Model for heterogeneous reaction-diffusion systems with application to one epidemic
Orlando Silva

TL;DR
This paper develops and compares models for heterogeneous reaction-diffusion systems, specifically applied to an epidemic scenario, demonstrating that simplified models can approximate detailed ones under certain conditions.
Contribution
It introduces a new reaction-diffusion model for heterogeneous epidemic systems and compares detailed, mean-field, and simplified geometric models using finite volume methods.
Findings
All models behave similarly at high diffusion.
Reduced geometric models match detailed models at moderate diffusion.
Mean-field models have limited accuracy at low and moderate diffusion.
Abstract
The dynamics of ecological as well as chemical systems may depend on heterogeneous configurations. Heterogeneity in reaction-diffusion systems often increase modelling and simulating difficulties when non-linear effects are present. One synthetic epidemic system with short range heterogeneous composition is modelled and its space-time evolution studied using maximum heterogeneity details.
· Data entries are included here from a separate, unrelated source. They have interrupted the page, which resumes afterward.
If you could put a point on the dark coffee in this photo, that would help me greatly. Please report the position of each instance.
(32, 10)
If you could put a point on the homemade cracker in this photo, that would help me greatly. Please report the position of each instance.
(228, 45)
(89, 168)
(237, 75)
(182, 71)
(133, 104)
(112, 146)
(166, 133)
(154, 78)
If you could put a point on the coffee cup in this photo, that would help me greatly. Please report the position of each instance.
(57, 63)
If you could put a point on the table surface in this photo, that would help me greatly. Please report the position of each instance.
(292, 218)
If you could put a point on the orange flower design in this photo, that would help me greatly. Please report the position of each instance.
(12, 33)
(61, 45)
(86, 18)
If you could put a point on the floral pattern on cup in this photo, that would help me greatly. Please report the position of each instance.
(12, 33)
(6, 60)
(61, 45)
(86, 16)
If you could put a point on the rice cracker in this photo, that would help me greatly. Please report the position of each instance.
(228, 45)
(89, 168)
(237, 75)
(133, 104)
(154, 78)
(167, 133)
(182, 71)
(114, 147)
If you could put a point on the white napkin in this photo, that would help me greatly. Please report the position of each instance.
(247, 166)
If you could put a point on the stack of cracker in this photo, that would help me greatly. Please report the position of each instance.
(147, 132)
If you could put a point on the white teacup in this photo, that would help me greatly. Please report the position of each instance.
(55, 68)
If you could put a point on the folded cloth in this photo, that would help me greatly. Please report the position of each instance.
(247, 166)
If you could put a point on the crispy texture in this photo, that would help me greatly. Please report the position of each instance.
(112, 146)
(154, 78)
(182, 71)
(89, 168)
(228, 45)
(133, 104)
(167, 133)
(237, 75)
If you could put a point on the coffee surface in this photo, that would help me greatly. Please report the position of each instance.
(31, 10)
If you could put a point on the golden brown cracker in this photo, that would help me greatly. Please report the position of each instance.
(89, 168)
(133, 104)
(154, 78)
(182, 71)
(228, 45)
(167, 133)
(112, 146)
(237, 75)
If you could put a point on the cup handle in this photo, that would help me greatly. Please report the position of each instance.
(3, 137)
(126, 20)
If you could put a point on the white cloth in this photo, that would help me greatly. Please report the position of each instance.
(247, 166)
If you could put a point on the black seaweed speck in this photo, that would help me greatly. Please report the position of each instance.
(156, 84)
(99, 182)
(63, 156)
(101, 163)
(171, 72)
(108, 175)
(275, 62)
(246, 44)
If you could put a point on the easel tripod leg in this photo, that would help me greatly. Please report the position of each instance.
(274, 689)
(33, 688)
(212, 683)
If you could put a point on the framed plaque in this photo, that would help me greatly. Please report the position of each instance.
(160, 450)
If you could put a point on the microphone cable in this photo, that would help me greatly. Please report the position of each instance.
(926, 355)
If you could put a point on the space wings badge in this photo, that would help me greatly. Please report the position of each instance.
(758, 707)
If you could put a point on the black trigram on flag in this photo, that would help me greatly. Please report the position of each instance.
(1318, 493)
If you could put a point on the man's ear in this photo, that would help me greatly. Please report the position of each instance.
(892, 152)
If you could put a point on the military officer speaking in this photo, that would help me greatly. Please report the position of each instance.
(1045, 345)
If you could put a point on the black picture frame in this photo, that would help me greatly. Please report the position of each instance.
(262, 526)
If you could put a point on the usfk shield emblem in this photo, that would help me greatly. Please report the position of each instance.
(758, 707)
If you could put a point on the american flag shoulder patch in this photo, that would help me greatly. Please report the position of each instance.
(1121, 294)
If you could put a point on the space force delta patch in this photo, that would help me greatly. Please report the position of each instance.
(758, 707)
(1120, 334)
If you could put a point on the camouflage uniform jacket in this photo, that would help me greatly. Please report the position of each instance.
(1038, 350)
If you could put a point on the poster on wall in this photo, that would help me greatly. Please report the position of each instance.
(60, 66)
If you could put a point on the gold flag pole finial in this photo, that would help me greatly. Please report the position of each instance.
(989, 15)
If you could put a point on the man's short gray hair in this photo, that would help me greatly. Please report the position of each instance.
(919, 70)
Two other modelling alternatives are applied, one of them using elementary mean-field variables, one other using non-localized geometrical parameters, so avoiding the limitations of the used mean-field model, while keeping significant features of more detailed models. Both the detailed and the mean-field models are solved by means of the standard finite volume method. The model with less defined geometry is solved by means of one modified version of the finite volume method. Simulation results of the…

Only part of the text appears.